Second, the production on the two couldn't be more different, and again, Gaga's comes out as the definite loser.  Not because it is bad, mind you - the production is actually pretty spectacular.  But, the Lady chose to go the "SOUND OF NOW" route which all too quickly becomes "THE SOUND OF TEN MINUTES AGO" and eventually becomes "THE SOUND OF DATED AND TERRIBLE THINGS."  On the other end of the spectrum we have Madonna, who crafted a track that took a classic sound and molded it to her needs, in the process creating a timeless song that sounds as fresh today as it did in 1989.  It has an old school, organic sound which pretty much will never go out of style - and Madonna certainly knew that.  'Born This Way,' on the other hand, has synths that will sound outdated in 2 years, and production that is gimmicky and will be beat to death by every other artist trying to replicate her success.  Long story short:  'Express Yourself' was timeless, and 'Born This Way' is so of the moment that it's almost frightening.

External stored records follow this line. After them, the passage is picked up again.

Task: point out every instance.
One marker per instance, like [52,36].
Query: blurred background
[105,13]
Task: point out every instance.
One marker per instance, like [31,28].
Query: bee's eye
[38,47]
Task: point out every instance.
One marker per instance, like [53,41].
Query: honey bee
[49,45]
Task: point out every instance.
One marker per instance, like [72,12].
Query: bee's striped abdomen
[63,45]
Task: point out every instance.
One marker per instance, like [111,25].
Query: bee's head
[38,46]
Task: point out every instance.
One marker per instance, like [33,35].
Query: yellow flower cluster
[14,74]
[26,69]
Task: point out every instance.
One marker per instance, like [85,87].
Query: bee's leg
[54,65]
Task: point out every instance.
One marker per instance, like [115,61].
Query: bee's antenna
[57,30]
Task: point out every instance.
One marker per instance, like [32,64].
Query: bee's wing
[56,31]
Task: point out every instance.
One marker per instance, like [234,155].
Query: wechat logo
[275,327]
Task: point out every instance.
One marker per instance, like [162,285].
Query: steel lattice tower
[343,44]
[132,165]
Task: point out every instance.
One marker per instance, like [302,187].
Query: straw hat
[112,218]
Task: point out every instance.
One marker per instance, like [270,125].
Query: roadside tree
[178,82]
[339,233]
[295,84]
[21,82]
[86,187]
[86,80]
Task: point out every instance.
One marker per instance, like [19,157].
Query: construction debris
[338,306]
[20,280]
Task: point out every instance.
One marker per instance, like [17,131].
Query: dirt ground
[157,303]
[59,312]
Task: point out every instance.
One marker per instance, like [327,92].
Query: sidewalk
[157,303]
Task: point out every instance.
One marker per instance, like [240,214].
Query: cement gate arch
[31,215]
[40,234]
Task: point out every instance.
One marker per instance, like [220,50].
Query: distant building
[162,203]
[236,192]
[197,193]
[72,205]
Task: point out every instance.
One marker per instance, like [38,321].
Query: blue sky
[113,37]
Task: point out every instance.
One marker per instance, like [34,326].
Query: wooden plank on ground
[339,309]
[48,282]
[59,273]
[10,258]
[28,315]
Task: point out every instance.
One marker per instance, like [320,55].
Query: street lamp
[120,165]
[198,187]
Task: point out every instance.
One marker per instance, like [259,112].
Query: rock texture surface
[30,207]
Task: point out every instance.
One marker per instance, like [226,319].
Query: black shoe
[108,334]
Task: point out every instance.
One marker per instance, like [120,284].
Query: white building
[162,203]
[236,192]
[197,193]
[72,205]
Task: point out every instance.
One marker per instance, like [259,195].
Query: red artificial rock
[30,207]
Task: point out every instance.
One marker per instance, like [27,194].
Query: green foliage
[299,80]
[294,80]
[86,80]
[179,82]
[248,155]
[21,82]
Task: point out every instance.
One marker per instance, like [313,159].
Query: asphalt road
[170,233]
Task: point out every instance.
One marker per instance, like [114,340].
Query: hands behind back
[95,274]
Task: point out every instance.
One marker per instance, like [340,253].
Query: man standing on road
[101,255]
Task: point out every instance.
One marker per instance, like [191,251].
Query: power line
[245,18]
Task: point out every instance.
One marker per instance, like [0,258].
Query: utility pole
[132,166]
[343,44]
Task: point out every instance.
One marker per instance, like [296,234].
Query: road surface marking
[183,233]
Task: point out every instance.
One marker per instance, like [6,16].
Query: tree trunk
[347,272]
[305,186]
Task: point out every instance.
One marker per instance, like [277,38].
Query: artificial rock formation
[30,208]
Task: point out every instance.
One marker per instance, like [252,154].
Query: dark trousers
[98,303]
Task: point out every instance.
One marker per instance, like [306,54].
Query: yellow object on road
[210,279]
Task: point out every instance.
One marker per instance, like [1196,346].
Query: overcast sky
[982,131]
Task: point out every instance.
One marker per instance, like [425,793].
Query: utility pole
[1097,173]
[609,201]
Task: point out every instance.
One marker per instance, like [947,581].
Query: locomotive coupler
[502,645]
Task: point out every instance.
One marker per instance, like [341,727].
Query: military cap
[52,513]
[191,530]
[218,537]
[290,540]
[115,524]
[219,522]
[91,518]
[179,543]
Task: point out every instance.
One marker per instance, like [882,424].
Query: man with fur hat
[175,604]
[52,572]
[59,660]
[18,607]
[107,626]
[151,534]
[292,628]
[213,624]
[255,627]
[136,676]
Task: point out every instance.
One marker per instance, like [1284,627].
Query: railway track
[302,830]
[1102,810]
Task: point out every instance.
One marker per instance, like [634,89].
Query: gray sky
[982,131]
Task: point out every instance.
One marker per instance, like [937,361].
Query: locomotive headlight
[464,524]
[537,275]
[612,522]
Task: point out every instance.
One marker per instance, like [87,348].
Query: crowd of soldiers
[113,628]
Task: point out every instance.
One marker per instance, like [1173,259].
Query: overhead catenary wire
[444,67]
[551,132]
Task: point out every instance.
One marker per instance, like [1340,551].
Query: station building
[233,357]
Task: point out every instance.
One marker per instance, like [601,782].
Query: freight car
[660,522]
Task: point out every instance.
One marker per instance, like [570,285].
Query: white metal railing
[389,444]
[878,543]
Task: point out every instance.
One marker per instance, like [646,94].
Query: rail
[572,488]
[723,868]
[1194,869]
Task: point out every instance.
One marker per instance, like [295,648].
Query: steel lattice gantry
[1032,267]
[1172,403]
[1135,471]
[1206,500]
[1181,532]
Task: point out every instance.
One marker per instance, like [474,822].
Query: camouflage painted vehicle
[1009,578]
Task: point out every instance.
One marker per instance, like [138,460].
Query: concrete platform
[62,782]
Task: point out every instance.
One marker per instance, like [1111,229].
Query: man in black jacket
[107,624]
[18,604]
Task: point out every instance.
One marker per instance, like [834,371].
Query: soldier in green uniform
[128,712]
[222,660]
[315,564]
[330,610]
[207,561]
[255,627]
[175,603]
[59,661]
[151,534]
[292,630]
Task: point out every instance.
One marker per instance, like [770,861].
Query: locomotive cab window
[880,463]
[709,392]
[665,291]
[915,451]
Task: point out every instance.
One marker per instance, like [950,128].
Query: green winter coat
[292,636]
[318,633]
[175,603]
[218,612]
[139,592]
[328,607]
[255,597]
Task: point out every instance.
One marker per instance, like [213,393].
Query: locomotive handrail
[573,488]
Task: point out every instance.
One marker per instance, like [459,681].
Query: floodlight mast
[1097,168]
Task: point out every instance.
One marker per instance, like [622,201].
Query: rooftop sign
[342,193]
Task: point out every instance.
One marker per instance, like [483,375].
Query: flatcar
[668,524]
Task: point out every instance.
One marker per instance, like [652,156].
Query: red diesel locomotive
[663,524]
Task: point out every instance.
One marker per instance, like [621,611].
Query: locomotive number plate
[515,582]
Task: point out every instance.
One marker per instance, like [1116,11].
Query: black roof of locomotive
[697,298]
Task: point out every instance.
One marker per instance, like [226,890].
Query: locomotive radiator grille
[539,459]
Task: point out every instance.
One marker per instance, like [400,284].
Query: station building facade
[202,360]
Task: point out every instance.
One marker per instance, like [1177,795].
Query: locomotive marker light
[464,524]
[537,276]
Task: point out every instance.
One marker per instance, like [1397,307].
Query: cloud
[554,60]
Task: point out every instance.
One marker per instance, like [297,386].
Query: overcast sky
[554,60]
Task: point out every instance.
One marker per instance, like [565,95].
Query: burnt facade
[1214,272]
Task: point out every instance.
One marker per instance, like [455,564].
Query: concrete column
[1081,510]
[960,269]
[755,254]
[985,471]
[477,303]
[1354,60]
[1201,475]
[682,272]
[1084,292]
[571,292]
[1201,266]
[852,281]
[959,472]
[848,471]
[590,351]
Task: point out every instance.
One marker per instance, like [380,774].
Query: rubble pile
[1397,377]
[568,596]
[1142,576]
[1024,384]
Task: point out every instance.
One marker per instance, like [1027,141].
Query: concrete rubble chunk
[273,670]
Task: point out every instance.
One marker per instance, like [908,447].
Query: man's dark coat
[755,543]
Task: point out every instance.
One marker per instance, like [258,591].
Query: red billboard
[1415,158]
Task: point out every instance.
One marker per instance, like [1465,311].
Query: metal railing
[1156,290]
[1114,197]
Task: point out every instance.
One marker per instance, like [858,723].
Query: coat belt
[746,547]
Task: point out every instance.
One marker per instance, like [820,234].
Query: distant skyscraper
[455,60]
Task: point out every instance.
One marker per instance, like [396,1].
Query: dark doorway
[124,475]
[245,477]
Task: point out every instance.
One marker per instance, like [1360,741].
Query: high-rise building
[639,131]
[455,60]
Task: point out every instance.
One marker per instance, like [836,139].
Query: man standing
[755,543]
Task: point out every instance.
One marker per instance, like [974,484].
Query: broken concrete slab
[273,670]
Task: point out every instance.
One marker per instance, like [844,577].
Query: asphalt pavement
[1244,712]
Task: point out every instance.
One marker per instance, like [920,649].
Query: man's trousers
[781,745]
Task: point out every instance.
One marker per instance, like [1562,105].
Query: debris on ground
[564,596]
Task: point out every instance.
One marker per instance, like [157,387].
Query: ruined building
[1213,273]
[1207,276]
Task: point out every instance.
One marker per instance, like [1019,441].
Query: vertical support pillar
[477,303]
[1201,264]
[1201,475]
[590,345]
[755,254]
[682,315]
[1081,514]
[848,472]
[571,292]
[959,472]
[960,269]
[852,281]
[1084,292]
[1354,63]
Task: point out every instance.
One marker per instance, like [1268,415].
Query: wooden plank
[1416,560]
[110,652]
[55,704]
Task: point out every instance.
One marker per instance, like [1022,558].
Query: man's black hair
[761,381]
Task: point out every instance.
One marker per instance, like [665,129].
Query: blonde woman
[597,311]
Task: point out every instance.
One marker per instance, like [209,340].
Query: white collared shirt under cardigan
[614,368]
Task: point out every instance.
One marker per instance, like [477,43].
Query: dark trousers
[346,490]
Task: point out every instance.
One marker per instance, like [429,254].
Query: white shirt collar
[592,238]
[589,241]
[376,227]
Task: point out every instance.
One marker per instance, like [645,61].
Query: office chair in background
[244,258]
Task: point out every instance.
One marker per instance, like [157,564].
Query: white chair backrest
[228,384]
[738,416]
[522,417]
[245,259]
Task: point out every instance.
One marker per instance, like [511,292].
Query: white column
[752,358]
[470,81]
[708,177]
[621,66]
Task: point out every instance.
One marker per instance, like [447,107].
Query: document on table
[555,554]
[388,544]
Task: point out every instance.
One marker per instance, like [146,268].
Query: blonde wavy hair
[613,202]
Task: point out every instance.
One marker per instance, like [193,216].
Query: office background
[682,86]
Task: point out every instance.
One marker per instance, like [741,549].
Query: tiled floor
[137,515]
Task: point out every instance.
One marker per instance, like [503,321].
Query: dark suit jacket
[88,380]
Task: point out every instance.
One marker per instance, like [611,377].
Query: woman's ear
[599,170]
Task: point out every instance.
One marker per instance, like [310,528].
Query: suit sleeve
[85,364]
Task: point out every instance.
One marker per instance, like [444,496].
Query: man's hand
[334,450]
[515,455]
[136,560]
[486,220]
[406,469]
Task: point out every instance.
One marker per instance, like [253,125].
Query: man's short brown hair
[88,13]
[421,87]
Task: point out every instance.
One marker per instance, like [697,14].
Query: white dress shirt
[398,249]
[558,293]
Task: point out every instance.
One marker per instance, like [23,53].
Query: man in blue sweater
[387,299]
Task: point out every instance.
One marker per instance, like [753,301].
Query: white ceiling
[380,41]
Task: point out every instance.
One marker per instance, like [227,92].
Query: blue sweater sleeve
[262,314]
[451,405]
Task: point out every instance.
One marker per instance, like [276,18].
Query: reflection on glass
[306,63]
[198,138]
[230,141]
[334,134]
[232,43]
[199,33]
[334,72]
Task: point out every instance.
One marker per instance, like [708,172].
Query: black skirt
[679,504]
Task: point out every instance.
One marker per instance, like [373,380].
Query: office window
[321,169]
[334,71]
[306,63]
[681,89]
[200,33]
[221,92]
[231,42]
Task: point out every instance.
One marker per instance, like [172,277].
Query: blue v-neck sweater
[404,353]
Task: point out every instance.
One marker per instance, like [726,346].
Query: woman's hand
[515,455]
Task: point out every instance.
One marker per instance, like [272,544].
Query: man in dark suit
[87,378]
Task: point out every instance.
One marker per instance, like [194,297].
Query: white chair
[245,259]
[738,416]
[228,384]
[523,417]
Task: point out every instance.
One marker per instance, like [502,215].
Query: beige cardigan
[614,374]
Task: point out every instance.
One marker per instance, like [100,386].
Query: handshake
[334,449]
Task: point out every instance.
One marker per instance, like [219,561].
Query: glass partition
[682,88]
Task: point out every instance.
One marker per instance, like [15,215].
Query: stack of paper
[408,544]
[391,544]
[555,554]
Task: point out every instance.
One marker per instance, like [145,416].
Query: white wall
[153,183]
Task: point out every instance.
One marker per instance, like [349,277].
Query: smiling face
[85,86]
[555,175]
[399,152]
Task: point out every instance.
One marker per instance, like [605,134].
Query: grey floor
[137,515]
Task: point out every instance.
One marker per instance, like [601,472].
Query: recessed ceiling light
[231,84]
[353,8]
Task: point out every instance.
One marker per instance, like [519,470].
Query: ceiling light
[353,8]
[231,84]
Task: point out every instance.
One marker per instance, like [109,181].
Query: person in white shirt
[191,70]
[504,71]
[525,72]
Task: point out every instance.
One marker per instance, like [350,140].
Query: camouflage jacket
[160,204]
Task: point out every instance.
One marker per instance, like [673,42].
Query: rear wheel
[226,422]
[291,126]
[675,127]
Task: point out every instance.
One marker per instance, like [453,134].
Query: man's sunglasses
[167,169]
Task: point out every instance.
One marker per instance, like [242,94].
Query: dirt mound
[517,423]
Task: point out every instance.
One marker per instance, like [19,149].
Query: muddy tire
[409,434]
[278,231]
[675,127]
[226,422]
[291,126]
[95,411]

We really could go on for a while about this, but in the interest of responsible time management - and also not being killed by Gaga's rather terrifying army of obsessive "Monsters," we are going to go ahead and skip to our 2 GIANT CAVEATS that render all of the preceding text essentially pointless:


So amazing that it's actually a shame that it so blatantly conjures up Madonna's track at all, because compared with most of the trash that is on the radio these days it's a giant leap forward.  But, when you're taking on a classic, you'd better make damn sure you improve on it, and this time Gaga just didn't. 

Second: At the end of the day, the musical and lyrical content of 'Born' really isn't even the point.  It's not one of those songs that is supposed to stand the test of time and become a classic for decades to come.  It's a song that is supposed to announce something and make a statement, and in its own tiny way make everything seem just slightly different somehow. 

And that, ScopiSubjects, is where 'Born This Way' triumphs over everything.  Love it or hate it, the instant the track debuted the world turned into an ACTUALLY DIFFERENT PLACE.  It became a world where 'Born This Way' is what everything must sound like.  Where people write articles about whether Gaga ripped off Madonna, or one-upped her, or if the two really are in on it together and are one day going to erupt out of a stage at an awards show and do a mashup of the two tracks and then scissor.  It's a world here producers scramble to figure out just what Gaga's people did to get "that sound," and where we've heard a track that is so of the moment that it actually DEFINES that moment.

And at the end of the day, that's really how 'Born' should be judged.  It did what it came to do, and it did it in style.  Gaga has plenty of time to pull a new classic out of her meat dress, and if history is any indication, we're pretty sure she's not going to have any problem doing it.  But for now we can sit back, enjoy a QUITE-ABOVE-AVERAGE rip off of 'Express Yourself,' and rest soundly in the knowledge that somewhere on the tip of the Sinai Peninsula, Ex-President Hosni Mubarek is sitting in a Barcalounger, surrounded by guards, popping in his iPod earphones and singing softly to himself:

"I was born this way."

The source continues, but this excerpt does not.